その手引きが行われた証拠となる現場を目撃した隼人は、
犯人である新選組の大幹部・
伊東の背後からの凶刃に崩れ落ちる。
志半ばで滅びゆく青年隊士の末路を見下ろしながら、伊東は涼し気な言葉の裏に底知れぬ悪意を混ぜて嘲弄する。
そして、“どうか私の踏み台になってくれ”という意思を平然と告げるのだった。
吸血種の暴威になすすべなく斃れる仲間達の悲鳴に歯を食いしばりながら、
隼人は《このまま汚名を着せられたままでは死ねない》という渇望と……己の誇りを貶めた仇敵・伊東への嚇怒を滾らせる――
本編より
憶えているのは臓腑を抉る鋼の冷たさと、その感触とは裏腹に柔和な笑みをたたえた伊東の顔。
そして、あの男はこう言ったのだ。
『こういうめぐり合わせになってしまい、私も実に残念だ、柾君。
私の行動に気づいたのは、君が持つ優秀さのゆえにだろう。
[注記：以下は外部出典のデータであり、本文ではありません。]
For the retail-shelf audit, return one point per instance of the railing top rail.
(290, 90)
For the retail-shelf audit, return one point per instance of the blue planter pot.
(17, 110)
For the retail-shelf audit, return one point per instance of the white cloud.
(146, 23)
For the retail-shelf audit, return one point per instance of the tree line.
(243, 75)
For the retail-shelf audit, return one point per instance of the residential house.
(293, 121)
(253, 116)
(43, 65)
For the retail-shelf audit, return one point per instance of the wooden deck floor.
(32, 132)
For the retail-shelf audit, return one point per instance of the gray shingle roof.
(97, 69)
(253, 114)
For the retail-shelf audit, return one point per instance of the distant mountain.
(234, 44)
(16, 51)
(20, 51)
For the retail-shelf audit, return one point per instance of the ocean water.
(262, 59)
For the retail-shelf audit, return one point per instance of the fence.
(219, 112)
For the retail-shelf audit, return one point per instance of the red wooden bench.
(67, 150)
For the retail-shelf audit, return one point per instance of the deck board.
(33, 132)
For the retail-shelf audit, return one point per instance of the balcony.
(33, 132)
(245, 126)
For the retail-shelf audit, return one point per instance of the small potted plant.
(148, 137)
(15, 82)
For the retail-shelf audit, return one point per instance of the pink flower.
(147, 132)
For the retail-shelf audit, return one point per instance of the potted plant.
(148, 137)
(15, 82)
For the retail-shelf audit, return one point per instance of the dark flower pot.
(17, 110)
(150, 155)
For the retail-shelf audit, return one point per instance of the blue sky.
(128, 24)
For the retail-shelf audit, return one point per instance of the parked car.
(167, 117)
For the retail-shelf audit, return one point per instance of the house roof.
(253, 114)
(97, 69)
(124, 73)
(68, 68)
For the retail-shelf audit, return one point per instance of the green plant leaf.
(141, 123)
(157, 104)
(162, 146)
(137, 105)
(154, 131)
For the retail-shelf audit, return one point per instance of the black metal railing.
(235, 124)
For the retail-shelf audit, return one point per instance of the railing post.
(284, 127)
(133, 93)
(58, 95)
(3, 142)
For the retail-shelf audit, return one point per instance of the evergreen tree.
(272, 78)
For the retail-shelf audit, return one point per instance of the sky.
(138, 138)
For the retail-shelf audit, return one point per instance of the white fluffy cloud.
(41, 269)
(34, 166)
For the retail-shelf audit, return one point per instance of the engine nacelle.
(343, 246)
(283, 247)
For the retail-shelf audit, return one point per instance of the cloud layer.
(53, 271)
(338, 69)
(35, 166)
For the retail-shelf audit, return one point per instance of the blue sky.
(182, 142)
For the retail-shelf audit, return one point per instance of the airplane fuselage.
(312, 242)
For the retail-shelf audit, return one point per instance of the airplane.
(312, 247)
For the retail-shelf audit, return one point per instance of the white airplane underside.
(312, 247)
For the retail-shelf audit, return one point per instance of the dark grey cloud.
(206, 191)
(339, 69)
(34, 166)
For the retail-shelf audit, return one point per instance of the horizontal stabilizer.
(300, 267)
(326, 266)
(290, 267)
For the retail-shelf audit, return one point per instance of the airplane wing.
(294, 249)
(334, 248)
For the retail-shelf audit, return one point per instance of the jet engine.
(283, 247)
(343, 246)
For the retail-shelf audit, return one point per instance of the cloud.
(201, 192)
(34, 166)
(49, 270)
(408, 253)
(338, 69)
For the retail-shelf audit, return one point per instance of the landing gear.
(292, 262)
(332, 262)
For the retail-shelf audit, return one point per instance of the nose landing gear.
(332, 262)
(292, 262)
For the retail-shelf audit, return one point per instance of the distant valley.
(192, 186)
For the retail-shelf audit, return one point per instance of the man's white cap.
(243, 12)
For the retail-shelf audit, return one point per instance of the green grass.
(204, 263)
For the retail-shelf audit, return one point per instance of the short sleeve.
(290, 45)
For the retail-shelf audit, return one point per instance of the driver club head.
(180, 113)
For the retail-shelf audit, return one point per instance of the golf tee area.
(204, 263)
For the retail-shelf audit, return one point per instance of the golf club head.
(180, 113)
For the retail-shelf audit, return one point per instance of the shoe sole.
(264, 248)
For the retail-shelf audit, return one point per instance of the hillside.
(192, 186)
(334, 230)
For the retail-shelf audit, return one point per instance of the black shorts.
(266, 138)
だが、皮肉にもそれが君の命取りとなってしまった。
君に落ち度があったとするなら、それはたった一つ───』
そうして地に臥した隼人の耳に口を近づけ、囁いた。
『私の味方ではなかったことだ。しかし安心したまえ、君の犠牲は決して無駄にはしない。
何から何まで私の役に立ってもらうつもりだ。
君の裏切りによって隊は壊滅し、敗走することになったと報告してあげよう。
ああ、実に心が痛むよ。誰よりもサムライに憧れ、サムライになろうとした君が、
卑怯者として死んでいく無念は計り知れないだろうからね―――』
一言一句として忘れない。
あの微笑を含んだ柔らかな声に潜む悪意が、脳髄を怒りで焼き尽くした。